Mi idilio con los aviones viene de unos años ha. Cuando regresando de Alemania me encontré con todas las turbulencias que pululaban por el cielo. El piloto, que debía ser un avaricioso, no dejó ni una para los demás. Nos las comimos todas nosotros. O lo que es lo mismo, mi estómago, al dejar el avión, se había transformado en un sobaco. No en el mío, no, en uno cualquiera.
La verdad es que no guardo grato recuerdo de ese viaje porque hasta ese momento me encantaba volar. Resultaba una aventura excitante porque al final de cada vuelo me esperaba un nuevo lugar por descubrir. Ahora no. Ahora la sola idea de tener que viajar me causa unos retortijones brutales. Supongo que es mi estómago que en su idioma me dice algo así como "ho ets ben ase".
Pero a diferencia de otras personas mi pánico no me impide volar. Lo paso mal, vale, pero le echo bemoles llegado el momento y me embarco como uno más. Más tenso que el palo de una bandera, eso sí. Pero siempre me acordaré cuando a mi vera se sentó, un martes de agosto, una pareja de góticos. Para el que no lo sepa es una tribu urbana muy asociada al culto por la muerte y cosas así.
Vamos, que son gente muy dura. O eso pensaba yo. Pero cuando la vi a ella empezar a llorar y gimotear, con su ataque de ansiedad pertinente, pensé "a lo mejor a esta gótica le gusta la muerte pero de lejos, casi sin tocar". O que no le apetecía morirse.
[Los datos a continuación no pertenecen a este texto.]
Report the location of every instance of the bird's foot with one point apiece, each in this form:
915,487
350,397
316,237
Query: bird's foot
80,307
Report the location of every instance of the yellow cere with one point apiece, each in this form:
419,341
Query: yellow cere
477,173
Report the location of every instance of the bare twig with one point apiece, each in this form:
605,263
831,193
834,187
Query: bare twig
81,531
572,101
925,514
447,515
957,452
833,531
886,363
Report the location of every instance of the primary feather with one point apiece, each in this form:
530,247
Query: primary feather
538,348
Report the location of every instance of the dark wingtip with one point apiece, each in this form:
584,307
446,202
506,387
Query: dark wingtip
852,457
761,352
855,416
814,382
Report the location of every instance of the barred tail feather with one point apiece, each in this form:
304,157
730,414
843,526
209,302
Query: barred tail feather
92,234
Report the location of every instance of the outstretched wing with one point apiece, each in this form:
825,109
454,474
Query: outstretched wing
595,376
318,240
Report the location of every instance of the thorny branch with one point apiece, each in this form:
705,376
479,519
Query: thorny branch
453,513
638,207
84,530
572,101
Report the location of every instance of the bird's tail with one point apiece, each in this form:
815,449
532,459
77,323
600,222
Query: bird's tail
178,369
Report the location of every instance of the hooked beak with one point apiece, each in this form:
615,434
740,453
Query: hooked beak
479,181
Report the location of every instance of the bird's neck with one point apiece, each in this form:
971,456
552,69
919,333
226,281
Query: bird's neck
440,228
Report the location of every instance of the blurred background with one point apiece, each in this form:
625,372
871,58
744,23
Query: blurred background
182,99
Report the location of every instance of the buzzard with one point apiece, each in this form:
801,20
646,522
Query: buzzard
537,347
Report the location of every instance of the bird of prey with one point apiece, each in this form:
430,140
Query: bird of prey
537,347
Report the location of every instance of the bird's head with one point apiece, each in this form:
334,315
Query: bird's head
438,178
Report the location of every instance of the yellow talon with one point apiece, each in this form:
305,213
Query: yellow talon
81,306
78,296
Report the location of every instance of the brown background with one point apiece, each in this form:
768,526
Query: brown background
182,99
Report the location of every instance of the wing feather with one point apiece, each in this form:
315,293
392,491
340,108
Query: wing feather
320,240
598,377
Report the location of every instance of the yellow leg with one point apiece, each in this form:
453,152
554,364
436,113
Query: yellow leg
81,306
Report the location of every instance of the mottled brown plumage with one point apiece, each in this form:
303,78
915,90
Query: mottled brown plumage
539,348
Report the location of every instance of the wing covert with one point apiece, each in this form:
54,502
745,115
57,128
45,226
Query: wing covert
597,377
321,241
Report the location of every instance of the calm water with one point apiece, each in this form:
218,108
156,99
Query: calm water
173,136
No sé.
Pensé que hay gente que lo lleva peor, por lo que no puedo quejarme. Pero a la gran mayoría no le hace ni gracia volar. Y si no se lo cree, amigo lector, cuando vaya a volar escuche el ambiente que se respira en el aparato. Verá que no habla nadie. Ahora, una vez el avión toca el suelo, el corral se llena de gallitos con ganas de cacarear.